つがいがなんだってんだ!

 結局、昨日はほとんど眠ることができなかった。
 ……夏の朝焼けなんて、初めて見たかもしれない。写真、撮っておこうかな。伊織に見せてやろう。
 スマホを手に取ったその時、寝巻きの袖口から覗いた左手首が視界に入った。
 
「…………」
 
 夢ならどれほど良かったか。いくら目を背けようとしても、手首のこれは、時折不快な熱を滲ませては存在を主張してくる。まるで思考を放棄することすら許さないと言っているようで、それがまた憎らしい。
 鏡に映る自分の目元には、絵に描いたような濃いクマが浮かんでいる。あまりにひどい寝不足顔に笑いさえ込み上げてくる。
 両親には話していない。居間にいた母には、詮索を避けるために『少し試験勉強で疲れているだけ』と濁してある。父はそもそも出張中だから、顔を合わせてすらいない。もっとも、顔を合わせたところで打ち明けるつもりもないのだが。
 心身ともにボロボロで、できることなら今日一日くらい学校を休みたい。けれどここで逃げたら、運命に負けたことになる。たかが不可抗力の番紋ごときに、大切な日常を一秒たりとも譲り渡してなるものか。

「行ってきます」

 背後の静かな廊下へ誰にともなくそう告げ、玄関の扉へ手を掛ける。ガチャ、と音を立てて引くと、朝独特の清々しい空気が前髪を揺らした。

「おはよう、篠宮」
「…………」

 青葉は無言のまま、静かに玄関の扉を閉めた。
 ガチャリと音を立てて扉が閉まり、閉ざされた玄関の中に再び静寂が戻る。
 ……なにも見なかった。
 昨日はいろいろと現実離れした出来事が起きすぎたのだ。脳の疲労が限界を迎えているに違いない。人間、徹夜気味になれば幻覚の一つや二つ、普通に見る。
 胸元で深く呼吸を一つ。よし、と気合を入れ直して、もう一度扉を開ける。

「おはよう。今日もいい天気だな」
「…………」

 バタンッ。
 青葉は素早く扉を閉めた。

「青葉ー? 出たり入ったりしてどうしたの?」

 廊下の奥から、不思議そうな母の声が飛んでくる。

「な、なんでもない! ちょっと、忘れ物確認しただけ!」

 全くもって、なんでもなくない。
 昨日あれだけのことがあったというのに、東雲が当たり前のように我が家の前に立っているのだから。
 嘘でしょ、いつからあそこで待ってたの。てか、誰にも見られてないよね……?
 これ以上玄関で不審な挙動を続ければ母に出てこられてしまう。仕方ない。両頬を叩いて気合を入れ、覚悟を決めて扉を開ける。
 東雲は今度は声を掛けず、何事もなかったかのような穏やかな瞳でこちらを見つめていた。

「……あんた、朝から一体なにをしてんの」
「え? なにって、篠宮を迎えに来たんだ」
「それは見れば分かるけど!」
「だって、調月先生が言ってただろ?」
「はあ?」
「登校から下校までは、原則として一緒に行動しろって。俺が篠宮迎えに行くのが、一番篠宮の負担が少ないし」

 大真面目なその言葉に、青葉の脳裏へ、昨日朦朧とした意識の中で聞いた調月の話が蘇った。

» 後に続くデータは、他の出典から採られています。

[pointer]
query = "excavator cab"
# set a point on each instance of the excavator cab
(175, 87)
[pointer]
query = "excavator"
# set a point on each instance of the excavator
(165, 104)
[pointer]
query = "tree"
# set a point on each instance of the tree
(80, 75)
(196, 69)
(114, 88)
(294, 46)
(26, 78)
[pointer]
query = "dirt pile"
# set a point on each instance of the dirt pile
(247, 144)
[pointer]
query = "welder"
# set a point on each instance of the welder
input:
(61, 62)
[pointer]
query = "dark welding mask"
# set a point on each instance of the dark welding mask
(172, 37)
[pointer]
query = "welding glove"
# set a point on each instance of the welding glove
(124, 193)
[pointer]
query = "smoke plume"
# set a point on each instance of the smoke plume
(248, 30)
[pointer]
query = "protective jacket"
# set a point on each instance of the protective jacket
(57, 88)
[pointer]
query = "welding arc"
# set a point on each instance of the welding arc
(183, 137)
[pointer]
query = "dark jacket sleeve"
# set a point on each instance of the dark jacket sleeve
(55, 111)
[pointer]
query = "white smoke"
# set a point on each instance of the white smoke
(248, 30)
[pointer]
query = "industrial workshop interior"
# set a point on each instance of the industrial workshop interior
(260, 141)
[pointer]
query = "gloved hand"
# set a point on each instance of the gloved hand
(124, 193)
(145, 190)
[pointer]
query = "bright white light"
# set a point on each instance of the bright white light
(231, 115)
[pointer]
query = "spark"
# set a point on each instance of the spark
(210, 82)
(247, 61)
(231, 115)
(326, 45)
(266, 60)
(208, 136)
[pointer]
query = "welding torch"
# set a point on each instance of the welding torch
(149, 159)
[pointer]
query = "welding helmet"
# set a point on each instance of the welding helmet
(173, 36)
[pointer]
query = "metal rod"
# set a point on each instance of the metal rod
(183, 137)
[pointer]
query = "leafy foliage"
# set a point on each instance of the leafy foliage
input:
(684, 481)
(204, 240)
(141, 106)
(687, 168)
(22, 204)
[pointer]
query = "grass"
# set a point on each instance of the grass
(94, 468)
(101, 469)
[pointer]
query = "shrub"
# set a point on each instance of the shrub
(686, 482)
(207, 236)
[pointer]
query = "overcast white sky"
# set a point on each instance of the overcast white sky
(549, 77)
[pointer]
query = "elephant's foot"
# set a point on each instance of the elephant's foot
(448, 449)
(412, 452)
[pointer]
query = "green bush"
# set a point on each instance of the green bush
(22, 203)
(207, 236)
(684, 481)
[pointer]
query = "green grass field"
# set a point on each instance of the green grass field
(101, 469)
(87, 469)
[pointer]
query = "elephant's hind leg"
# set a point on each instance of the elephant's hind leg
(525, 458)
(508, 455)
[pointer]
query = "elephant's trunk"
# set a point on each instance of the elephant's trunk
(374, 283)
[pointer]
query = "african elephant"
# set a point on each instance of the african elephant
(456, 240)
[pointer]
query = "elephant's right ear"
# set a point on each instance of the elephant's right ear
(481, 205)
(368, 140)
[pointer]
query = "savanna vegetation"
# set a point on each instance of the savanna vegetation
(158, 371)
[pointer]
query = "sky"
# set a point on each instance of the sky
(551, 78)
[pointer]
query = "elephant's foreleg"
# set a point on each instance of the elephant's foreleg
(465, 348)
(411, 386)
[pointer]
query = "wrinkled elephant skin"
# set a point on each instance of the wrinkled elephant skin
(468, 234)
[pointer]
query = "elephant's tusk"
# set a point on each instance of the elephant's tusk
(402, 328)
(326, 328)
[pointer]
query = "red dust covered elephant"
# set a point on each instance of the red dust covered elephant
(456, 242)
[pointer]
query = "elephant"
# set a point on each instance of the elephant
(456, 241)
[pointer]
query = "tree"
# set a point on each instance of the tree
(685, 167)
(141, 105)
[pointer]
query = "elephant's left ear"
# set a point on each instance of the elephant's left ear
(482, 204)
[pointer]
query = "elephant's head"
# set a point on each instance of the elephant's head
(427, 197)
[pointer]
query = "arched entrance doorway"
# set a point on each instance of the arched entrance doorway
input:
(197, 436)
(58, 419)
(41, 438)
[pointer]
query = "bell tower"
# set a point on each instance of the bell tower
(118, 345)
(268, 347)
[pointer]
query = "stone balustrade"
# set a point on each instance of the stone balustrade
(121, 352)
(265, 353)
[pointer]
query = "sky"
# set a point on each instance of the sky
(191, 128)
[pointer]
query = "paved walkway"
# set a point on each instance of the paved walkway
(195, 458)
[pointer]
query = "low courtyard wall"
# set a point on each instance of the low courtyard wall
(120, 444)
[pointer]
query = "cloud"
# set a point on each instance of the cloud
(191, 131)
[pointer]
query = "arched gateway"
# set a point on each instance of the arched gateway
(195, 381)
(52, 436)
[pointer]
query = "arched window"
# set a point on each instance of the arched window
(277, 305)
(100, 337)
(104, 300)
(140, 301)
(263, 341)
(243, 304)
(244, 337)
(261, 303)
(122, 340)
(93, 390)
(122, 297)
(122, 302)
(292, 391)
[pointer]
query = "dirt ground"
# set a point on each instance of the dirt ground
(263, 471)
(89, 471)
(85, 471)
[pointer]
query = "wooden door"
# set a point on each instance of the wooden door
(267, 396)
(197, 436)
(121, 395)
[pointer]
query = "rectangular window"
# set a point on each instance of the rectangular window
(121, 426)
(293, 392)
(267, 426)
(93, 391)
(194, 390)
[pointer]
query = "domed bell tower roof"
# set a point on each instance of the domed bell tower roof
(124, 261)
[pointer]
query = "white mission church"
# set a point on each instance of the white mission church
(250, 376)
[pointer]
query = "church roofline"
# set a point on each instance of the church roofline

『当分の間、少なくとも学校生活では、登校から下校まで原則として行動をともにしろ』
『今のお前たちは、互いが互いの点滴スタンドみたいなものだ。片方だけで移動することはできん。どう移動するかは、二人で決めればいい』
 
「だから、来た」

 一点の曇りもない真顔でさらりと言う東雲に、青葉はその場にしゃがみ込んで頭を抱えたくなった。
 いや、彼がやっていることは正しい。そうだけど。そうなんだけどさあ……!

「いや……いくら調月先生が言ったからってさ、五十メートルは離れられるわけでしょ。隣を歩く必要はないじゃない。ちょっと離れて歩くとかさ、もう少し工夫しようよ。一緒に登校してるとこなんて、誰かに見られるの嫌なんだけど、私。それに、親にもまだ話してないんだから、家の前まで来るのはやめて」
「そっか……それはごめん。待つ場所はまた考えとく。でも、隣歩くのは許して」
「はあ? なんでよ」
「だって、昨日みたいに道端で倒れたらどうすんの? まだ、どんな症状が出るかも分かってないんだし。もし何かあった時に、俺がすぐ助けられる方が良くない?」
「う……それは、そう……だけど……」

 たしかに、昨日のような症状が起きたら、自分一人で対処することは不可能だ。それに、事情を知らない一般人に助けられたりなんかしたら、今度こそ番紋を隠し通せなくなる。それだけは避けたい。だから、これは極めて合理的な提案なのである。分かってはいる……けれど。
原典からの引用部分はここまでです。